Since the limbic system is also associated with emotions and motivation those struggling with chronic pain showed loss of motivation and decreased ability to feel pleasure- anhedonia. Brain scans consistently show altered activity within the limbic system as well as dopaminergic transmission- a significant neurochemical associated with motivation. A healthy accumbens is critically important in how we decide which foods to eat, assigning a value to the foods we choose. When pain becomes chronic and the accumbens is altered, we seek out higher fat, sugar and caloric contents to satisfy our hunger and continue eating far past survival needs because normal signals to stop are lost.
Another breakthrough study pinpointed that just 300 cells in the brain are responsible for prioritizing hunger over chronic pain sensations. They found that the need for nourishment and the sensation of pain reside within the same brain pathway. It makes intuitive sense that hunger and pain should be linked. We all need a steady nutritional diet to survive but knowing we are acutely injured is also imperative, so the brain prioritizes depending on the type of pain involved.
Acute injury is always allowed through to our consciousness but chronic inflammatory pain is not. At this point finding sustenance is the priority but knowing we’ve been injured and need immediate help is a close second. They were shocked to learn that turning on neurons that mediate hunger actually suppressed long term pain while still allowing immediate threats through.

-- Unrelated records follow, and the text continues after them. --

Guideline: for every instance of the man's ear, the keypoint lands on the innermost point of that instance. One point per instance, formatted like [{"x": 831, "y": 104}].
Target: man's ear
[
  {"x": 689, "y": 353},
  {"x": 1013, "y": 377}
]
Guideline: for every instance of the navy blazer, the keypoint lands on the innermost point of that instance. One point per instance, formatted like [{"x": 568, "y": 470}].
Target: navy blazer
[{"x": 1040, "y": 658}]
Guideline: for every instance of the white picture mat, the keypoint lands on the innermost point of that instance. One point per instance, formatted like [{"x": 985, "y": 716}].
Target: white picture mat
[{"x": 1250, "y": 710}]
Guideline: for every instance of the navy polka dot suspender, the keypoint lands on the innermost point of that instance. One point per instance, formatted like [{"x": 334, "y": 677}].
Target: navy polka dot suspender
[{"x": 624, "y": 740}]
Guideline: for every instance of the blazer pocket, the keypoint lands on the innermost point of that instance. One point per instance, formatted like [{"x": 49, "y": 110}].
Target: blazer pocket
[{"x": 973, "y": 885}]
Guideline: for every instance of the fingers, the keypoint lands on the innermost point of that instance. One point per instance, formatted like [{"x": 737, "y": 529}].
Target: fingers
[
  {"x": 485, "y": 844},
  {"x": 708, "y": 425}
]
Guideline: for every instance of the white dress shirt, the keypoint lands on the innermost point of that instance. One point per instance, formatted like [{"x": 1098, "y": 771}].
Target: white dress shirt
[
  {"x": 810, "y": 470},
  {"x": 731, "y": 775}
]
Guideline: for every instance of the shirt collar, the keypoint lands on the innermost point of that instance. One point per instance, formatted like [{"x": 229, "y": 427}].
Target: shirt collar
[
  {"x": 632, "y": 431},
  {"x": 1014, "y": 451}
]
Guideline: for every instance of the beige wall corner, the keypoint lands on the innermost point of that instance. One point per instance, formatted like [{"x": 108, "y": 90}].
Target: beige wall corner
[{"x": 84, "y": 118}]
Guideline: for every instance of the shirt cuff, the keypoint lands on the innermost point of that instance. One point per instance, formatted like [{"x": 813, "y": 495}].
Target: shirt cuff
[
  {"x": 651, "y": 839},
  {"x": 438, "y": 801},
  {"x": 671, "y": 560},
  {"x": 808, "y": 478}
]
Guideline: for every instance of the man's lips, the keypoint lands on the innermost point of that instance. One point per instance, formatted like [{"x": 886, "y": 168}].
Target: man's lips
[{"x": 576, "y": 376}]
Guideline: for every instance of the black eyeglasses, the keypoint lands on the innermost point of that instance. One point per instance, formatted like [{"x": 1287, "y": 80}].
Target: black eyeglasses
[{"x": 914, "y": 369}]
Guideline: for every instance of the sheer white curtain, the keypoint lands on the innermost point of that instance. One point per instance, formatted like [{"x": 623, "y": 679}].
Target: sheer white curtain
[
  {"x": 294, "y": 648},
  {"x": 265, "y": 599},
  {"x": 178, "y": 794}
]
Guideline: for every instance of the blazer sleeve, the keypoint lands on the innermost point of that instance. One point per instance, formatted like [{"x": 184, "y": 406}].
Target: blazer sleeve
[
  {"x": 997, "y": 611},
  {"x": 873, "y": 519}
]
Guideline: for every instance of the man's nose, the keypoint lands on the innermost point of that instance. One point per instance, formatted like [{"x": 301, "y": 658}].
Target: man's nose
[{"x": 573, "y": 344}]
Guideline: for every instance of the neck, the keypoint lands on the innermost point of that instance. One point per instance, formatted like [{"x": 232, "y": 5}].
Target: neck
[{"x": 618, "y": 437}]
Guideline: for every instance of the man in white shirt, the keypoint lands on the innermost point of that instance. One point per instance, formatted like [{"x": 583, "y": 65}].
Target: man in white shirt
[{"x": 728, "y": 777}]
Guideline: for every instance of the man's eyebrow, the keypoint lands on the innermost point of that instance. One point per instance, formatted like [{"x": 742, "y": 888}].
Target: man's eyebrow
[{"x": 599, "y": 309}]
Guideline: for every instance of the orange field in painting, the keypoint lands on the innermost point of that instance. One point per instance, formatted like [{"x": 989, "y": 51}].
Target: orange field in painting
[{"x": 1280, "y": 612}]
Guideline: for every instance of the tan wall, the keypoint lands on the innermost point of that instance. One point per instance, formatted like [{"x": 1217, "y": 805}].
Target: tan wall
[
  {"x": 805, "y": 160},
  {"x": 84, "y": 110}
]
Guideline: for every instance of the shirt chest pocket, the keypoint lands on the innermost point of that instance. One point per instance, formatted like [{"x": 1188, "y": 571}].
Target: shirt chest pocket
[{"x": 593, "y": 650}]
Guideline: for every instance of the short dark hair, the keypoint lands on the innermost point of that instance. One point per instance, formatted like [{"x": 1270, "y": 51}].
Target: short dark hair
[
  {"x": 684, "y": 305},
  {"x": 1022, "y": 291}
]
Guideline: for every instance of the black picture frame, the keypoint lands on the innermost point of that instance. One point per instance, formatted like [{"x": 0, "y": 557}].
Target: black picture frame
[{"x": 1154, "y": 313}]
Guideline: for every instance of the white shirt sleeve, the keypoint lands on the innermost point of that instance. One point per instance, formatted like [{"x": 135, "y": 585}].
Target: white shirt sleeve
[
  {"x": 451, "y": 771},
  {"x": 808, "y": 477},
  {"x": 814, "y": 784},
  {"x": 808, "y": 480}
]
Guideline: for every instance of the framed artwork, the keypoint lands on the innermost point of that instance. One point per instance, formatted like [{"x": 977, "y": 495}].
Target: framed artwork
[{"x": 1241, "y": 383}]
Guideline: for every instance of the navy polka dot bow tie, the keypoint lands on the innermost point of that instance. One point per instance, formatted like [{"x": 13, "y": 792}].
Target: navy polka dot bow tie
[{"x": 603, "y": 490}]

In one experiment, mice who hadn’t been fed in 24 hours did not avoid a place where they had been exposed to inflammatory pain. Well fed mice and those that had been given an anti-inflammatory pain medication did. When researchers turned on neurons known to get activated by hunger, chronic inflammatory pain responses were minimized at the same time acute pain was not affected. They then found the exact neurotransmitter responsible for selectively blocking inflammatory pain- NPY.
When receptors for this molecule were blocked, hunger was reversed and pain returned.
This implies everything we feel isn’t sent routinely up to the brain for processing, but rather it is a part of a hierarchy that competes for attention. The possibilities for targeting this area for the treatment of chronic pain without impacting the crucial responses for acute injury are exciting.